Are there any tricks to avoid this, and to achieve injectivity more elegantly?

More concretely, an example I have in mind is the following: I have a pre-additive category $C$ with finitely many objects. I consider modules over this category (that is, functors from $C$ to Abelian groups; or, equivalently, modules over the category ring of $C$). Now, I consider the "free $C$-right-module $Q_Y$ over an object $Y$ in $C$" which is the hom functor $C(\bullet,Y)$. I want to show that for an arbitrary left-module $M$:
$$
Q_Y\otimes_C M\cong M(Y)
$$
as abelian groups. Using the module structure of $M$, I can accomplish a natural epimorphism $Q_Y\otimes_C M\to M(Y)$ which should be injective.
Currently I think that the formula
$$
M(Y)\to Q_Y\otimes_C M;\quad m\mapsto\mathrm{id}_Y\otimes m
$$
gives indeed a (two-sided) inverse. Is this correct?

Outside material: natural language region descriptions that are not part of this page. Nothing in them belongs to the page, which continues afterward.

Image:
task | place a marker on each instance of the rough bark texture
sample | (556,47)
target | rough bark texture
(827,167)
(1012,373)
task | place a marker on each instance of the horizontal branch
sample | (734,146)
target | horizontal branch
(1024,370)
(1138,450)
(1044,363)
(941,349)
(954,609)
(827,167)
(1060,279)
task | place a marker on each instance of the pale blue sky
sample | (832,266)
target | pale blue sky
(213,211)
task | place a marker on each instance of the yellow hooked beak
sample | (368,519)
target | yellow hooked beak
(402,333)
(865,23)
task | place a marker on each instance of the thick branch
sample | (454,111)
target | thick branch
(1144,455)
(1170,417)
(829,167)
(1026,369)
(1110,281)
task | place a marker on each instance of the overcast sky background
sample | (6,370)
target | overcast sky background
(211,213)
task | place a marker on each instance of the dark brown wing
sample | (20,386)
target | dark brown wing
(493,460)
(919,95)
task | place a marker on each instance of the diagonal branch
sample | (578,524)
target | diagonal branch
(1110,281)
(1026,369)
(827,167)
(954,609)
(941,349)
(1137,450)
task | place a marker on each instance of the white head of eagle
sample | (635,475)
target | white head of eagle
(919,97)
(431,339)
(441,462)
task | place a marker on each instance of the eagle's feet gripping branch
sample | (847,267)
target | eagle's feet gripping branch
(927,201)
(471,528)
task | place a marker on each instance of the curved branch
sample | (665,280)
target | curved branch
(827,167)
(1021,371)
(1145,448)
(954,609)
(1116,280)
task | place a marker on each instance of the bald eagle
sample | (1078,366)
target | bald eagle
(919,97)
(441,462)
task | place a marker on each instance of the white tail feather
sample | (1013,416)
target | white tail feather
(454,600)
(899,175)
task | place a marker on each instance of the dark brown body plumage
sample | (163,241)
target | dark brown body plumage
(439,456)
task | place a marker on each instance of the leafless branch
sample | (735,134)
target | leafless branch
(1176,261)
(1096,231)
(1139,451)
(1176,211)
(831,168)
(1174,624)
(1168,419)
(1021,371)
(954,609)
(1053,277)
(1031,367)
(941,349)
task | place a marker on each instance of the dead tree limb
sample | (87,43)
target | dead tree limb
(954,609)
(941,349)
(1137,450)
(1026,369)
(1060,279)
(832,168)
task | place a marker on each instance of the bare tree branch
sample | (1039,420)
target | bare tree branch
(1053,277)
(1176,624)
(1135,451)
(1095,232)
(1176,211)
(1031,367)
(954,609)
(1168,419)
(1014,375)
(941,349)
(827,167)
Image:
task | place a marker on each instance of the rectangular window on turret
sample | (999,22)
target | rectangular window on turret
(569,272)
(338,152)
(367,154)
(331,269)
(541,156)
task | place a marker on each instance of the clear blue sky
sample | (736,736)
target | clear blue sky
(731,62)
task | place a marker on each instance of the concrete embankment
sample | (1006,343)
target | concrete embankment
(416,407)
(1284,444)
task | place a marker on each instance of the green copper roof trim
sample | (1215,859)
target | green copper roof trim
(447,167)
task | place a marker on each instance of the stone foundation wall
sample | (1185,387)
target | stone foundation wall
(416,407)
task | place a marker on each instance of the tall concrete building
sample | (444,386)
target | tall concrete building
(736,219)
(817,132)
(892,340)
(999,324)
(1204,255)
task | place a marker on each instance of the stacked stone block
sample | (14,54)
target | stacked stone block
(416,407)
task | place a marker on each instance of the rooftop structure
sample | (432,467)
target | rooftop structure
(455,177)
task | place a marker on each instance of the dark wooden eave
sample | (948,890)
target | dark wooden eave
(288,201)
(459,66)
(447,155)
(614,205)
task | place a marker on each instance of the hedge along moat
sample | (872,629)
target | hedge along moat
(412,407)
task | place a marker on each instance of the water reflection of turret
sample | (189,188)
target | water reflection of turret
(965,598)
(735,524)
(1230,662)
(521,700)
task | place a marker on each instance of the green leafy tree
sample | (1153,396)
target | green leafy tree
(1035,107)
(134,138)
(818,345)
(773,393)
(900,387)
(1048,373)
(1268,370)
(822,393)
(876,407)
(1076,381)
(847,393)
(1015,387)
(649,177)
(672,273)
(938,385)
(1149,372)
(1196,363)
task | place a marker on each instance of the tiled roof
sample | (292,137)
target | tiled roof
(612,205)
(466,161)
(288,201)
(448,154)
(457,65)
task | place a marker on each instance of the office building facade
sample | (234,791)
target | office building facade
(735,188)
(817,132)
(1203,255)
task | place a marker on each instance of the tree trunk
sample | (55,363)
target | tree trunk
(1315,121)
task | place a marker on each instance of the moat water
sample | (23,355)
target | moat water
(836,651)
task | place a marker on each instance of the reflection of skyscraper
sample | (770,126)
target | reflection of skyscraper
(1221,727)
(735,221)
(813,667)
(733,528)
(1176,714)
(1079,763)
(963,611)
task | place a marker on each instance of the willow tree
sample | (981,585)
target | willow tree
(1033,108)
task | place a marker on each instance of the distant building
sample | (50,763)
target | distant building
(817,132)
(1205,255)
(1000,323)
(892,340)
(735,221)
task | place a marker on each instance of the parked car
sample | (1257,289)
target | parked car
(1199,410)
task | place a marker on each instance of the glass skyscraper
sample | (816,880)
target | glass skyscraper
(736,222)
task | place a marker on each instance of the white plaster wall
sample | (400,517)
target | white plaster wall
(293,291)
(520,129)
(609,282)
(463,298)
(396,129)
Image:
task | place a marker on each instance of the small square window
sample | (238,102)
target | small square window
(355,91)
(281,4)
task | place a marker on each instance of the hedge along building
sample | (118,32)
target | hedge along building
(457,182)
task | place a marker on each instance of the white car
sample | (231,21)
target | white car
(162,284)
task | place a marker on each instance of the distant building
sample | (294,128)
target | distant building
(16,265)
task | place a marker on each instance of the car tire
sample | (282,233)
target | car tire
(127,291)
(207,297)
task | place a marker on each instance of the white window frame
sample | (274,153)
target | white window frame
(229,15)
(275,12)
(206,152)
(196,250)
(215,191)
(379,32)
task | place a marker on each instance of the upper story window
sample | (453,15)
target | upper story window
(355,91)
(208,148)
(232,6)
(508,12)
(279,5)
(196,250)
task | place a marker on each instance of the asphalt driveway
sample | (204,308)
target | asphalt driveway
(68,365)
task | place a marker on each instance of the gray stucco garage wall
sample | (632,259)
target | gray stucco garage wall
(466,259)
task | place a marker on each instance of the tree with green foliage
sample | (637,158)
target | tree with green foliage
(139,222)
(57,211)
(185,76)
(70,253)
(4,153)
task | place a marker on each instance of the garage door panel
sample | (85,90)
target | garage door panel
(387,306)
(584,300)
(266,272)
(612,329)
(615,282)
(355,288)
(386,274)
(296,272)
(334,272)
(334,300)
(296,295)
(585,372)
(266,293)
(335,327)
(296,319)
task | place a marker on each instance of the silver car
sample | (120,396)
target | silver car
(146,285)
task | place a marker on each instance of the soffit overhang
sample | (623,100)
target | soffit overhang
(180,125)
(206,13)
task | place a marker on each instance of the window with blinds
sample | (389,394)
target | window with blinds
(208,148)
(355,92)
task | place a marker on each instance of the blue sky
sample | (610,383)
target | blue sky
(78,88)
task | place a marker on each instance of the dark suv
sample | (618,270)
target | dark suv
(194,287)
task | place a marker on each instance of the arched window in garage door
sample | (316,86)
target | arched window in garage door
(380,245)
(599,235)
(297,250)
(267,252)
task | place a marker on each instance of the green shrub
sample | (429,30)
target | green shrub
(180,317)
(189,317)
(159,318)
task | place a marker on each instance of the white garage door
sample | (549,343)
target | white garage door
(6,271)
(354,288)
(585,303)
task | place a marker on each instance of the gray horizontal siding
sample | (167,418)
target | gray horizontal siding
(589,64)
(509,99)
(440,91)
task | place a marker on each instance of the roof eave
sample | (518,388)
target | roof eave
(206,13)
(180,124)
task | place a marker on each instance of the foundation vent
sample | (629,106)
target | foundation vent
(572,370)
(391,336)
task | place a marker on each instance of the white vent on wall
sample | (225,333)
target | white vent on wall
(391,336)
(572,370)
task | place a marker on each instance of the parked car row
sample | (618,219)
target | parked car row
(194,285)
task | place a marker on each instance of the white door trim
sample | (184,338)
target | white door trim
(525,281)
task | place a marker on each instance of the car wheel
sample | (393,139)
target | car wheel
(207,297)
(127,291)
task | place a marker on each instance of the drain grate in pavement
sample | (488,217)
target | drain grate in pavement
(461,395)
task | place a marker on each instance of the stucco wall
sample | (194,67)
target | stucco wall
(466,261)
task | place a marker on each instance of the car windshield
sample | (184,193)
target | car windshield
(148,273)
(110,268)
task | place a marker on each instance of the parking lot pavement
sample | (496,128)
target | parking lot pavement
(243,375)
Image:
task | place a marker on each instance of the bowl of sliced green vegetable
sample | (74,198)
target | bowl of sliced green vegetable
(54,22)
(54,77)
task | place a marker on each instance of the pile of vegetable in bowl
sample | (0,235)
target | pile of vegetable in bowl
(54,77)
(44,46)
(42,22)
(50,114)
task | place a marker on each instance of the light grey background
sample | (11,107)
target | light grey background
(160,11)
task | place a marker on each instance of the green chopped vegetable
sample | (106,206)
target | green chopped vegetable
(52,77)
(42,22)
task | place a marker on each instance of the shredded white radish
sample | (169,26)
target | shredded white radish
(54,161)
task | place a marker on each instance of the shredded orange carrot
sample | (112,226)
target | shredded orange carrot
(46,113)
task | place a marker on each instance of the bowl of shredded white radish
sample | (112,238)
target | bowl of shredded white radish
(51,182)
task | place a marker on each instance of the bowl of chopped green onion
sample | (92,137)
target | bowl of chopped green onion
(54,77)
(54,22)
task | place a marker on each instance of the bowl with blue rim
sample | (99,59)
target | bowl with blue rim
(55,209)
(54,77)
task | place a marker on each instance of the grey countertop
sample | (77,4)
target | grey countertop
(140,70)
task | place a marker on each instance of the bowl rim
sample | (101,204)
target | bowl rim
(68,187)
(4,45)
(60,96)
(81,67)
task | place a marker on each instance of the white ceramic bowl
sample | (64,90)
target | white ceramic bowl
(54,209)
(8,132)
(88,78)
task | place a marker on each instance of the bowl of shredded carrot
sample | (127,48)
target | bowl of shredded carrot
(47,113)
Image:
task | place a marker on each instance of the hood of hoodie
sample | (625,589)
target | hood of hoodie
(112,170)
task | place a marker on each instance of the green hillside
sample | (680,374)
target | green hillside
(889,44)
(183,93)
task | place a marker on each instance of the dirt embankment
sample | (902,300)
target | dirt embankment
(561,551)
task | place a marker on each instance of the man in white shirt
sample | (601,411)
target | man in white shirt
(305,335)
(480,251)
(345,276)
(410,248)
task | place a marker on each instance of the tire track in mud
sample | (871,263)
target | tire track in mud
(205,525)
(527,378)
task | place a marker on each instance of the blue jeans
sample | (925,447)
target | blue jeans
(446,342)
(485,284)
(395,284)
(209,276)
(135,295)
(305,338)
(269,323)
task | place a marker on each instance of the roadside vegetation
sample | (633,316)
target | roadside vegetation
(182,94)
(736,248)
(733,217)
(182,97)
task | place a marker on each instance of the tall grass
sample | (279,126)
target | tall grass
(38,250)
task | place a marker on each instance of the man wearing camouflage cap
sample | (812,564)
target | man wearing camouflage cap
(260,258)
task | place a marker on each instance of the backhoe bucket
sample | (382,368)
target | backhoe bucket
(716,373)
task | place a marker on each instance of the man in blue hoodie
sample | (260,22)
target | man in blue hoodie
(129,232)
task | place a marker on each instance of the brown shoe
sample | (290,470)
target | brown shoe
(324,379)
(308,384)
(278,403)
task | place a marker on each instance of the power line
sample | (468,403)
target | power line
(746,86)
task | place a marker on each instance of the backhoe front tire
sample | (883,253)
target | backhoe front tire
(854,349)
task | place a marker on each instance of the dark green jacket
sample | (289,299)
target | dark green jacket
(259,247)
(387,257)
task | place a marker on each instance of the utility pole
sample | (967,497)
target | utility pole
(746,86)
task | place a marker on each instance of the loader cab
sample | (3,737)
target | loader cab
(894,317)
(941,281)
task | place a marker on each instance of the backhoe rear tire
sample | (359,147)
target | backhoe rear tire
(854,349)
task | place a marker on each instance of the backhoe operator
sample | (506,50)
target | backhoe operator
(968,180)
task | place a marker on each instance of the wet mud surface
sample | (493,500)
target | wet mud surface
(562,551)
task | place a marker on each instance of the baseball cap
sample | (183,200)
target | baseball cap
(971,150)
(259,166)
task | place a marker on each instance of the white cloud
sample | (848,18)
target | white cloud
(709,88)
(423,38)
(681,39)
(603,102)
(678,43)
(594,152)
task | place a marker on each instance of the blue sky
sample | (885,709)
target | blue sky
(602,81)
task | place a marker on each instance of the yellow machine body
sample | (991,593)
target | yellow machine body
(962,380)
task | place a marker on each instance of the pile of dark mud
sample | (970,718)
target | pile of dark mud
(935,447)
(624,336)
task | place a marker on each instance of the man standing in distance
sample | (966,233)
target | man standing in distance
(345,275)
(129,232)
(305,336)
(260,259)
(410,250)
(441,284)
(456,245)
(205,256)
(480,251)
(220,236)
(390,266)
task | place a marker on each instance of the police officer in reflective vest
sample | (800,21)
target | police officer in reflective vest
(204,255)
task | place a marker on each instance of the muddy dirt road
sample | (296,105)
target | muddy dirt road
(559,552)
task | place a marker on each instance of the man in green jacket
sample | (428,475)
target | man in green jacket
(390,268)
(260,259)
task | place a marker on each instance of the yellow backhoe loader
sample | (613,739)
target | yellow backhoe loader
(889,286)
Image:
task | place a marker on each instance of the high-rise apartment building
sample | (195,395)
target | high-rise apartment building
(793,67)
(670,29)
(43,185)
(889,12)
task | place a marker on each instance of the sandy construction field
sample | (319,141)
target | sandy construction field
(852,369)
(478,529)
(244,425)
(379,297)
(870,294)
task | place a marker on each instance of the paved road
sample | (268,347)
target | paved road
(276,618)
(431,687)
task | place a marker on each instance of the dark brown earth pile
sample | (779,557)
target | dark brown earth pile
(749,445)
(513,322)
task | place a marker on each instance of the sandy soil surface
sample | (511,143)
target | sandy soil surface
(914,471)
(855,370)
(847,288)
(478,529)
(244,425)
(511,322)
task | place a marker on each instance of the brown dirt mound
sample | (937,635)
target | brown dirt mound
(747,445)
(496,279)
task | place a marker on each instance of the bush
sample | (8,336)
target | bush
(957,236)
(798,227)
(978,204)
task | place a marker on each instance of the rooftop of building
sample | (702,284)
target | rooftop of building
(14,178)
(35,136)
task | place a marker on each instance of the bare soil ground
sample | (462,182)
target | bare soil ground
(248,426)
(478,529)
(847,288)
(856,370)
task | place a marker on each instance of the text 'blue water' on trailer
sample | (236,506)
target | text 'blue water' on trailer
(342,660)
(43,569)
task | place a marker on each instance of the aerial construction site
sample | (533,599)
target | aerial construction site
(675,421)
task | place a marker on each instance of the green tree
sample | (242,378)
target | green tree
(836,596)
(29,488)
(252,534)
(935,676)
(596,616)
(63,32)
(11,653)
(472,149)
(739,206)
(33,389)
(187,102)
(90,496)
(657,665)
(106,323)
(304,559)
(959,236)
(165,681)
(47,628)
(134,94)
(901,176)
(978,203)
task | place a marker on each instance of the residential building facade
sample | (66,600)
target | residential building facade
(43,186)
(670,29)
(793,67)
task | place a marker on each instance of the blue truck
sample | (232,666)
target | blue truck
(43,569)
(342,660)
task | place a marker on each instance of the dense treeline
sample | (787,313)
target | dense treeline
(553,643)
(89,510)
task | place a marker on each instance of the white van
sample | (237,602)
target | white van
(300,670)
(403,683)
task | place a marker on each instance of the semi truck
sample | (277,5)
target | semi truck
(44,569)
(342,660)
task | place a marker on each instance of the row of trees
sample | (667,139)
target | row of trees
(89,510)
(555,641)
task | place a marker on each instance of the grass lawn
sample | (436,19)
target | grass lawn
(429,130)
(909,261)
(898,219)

 A: If the image $Q$ is easy to find and well understood, then you can try to construct an inverse from $Q\to M\otimes N$. If $Q$ is well understood, then you can define homomorphisms from it (say by defining the images of some generators, and checking that all the relations are sent to $0$ in $M\otimes N$).  Then you just check that the composition is the identity (say by sending generators of $Q$ into $M\otimes N$ and then back into $P$, and checking relations to check equality).
This depends heavily on the image being well understood.  It works well to prove an abstract tensor product is equal to some concretely understood module.  If the image is confusing, then checking that the homomorphism is well defined (or even just defining it) can be hard, and even checking equality of elements in $P$ can be hard in some cases.
There are some other tricks using embeddings and exact sequences, but they also have limited applicability (usually when the entire problem has exact sequences floating around).  Feel free to give some more concrete examples for more concrete tricks.